I have never seen your work, but if you are, or have been, artistically blocked, bogged down in details, etc., you are a creative person trying to express his take on a decoy, which makes you an artist (whether you like being called that or not. When you get to my age and have been called a lot worse than "artist" you will actually embrace the term.)
It gets back to that old concept of "comfortable in your own skin". If you really find yourself sucked down that detail ridden road, try this: set a time limit on various parts of making and painting the decoy. There is one heck of a difference between doing the best paint job you can in 1 hour, versus 3 hours, versus 8 hours. When I made and painted decoys for money, I had several antique dealers who had me paint both new duplicated wooden decoys and stripped, primed antique decoys. At that time I charged by the hour and the dealers would hand me the decoys and say, "give me one hour paint jobs" which meant a $10 paint job. Sometimes they'd ask for a 2 or 3 hour paint job, or say, "give me the best $50 paint job you can." For the one hour paint jobs, they knew I had to have a minimum of 6 decoys, same specie and gender for the $10 apiece price to apply so I could set up an assembly line and minimize down time and mixing time per decoy.
First, you'd be amazed what you can do in an hour of painting, if you plan it out and already know how to mix your colors, AND you have multiple decoys to paint in an assembly line process. But by the same token, that time limit forces you to stylize some details, omit others, and use some old time techniques like sponging, combing, stippling, etc. It can also change your whole perspective on what a "good" paint job is. I have done some "great" one hour paint jobs, but they certainly wouldn't be considered "great" as compared to what I could have produced if I had taken even three hours per decoy. With the exception of a few decoy makers like Crowell, Wheeler, Enoch Reindahl, etc., I doubt if most of even the hallowed, big name carvers took more than an hour, total time, to paint each decoy, not if they were doing decoys to sell to hunters anyway. Think the Ward Brothers, who had a sanding belt running around their shop to save time in finishing the birds took multiple hours to paint each decoy? I kind of doubt it.

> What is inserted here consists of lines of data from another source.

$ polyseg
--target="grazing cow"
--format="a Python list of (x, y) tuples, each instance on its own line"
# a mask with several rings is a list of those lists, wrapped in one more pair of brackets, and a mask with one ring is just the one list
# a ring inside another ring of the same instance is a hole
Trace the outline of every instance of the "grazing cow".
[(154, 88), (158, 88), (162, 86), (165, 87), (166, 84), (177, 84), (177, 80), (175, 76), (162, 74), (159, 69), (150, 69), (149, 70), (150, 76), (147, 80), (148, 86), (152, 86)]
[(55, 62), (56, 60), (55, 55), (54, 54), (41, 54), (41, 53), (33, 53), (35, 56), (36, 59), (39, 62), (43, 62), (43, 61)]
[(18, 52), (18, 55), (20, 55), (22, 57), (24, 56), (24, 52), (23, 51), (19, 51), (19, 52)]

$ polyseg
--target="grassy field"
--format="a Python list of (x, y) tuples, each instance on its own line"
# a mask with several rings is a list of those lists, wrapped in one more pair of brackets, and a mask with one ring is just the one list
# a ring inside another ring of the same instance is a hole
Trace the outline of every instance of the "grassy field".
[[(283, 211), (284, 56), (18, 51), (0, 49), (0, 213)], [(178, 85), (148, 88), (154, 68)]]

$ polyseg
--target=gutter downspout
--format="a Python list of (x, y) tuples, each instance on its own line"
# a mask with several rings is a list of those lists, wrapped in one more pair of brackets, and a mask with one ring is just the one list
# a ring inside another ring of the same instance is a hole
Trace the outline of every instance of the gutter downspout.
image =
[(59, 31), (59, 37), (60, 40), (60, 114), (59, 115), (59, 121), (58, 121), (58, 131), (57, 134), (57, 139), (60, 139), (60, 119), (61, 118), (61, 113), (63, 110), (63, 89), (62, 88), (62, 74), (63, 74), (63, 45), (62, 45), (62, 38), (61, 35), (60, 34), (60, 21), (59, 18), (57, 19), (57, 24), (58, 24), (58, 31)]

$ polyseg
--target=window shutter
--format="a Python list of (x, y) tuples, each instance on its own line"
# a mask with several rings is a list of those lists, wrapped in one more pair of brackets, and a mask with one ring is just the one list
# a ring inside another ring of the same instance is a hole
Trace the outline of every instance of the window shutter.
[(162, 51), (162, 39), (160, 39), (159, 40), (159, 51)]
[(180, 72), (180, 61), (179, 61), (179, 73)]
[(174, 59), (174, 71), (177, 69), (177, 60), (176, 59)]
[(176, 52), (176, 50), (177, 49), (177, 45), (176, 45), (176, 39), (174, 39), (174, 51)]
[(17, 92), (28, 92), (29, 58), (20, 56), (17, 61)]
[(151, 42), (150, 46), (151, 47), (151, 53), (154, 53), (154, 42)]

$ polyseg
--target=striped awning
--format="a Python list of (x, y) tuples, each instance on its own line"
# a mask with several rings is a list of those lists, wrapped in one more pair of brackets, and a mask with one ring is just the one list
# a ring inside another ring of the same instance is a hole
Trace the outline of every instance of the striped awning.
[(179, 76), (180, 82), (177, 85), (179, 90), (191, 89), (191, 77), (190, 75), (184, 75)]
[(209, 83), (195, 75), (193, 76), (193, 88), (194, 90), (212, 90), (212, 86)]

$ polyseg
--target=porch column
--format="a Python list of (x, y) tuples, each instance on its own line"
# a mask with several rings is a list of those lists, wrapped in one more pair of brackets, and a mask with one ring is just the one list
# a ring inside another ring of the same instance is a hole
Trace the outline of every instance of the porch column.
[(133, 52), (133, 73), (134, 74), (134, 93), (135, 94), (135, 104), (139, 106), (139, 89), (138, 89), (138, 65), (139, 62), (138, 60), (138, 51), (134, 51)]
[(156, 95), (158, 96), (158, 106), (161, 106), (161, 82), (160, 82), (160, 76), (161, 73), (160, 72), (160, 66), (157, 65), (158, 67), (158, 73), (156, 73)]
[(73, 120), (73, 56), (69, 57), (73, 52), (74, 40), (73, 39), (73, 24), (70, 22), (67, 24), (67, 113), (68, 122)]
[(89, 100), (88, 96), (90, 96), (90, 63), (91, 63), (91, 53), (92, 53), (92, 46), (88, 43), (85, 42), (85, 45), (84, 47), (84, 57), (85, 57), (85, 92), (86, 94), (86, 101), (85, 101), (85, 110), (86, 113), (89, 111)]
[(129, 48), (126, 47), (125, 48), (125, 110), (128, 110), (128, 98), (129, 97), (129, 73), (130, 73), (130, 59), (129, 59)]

One of the best pieces of decoy carving and painting advice I ever got was from Jim Foote, who could carve and paint decoys faster than most anyone who was competing back in the 1970's and 1980's. I loved his free ranging, impressionistic, and risk taking artistic style (the exact opposite of his friend Larry Hayden who as a commercial artist, planned everything, was precise and tight). His suggestion was to carve and paint at least 6 decoys of the same specie and gender at the same time, starting with the heads. He urged me to rough out the heads, then look at them all and rank them from best to worst. Then he urged me to take the worst head, and as I added detail, to try to make it the best. Ditto for the carving of the body, ditto for the painting. By doing multiple decoys at a time, you don't get invested in one, you take more risks, and if one turns out better or worse than the others, so be it.
That advice has really made a big difference in my carving and painting, at least in my satisfaction with my carving and painting. Maybe it will work for you, maybe not............ Just some shared solutions that work for me.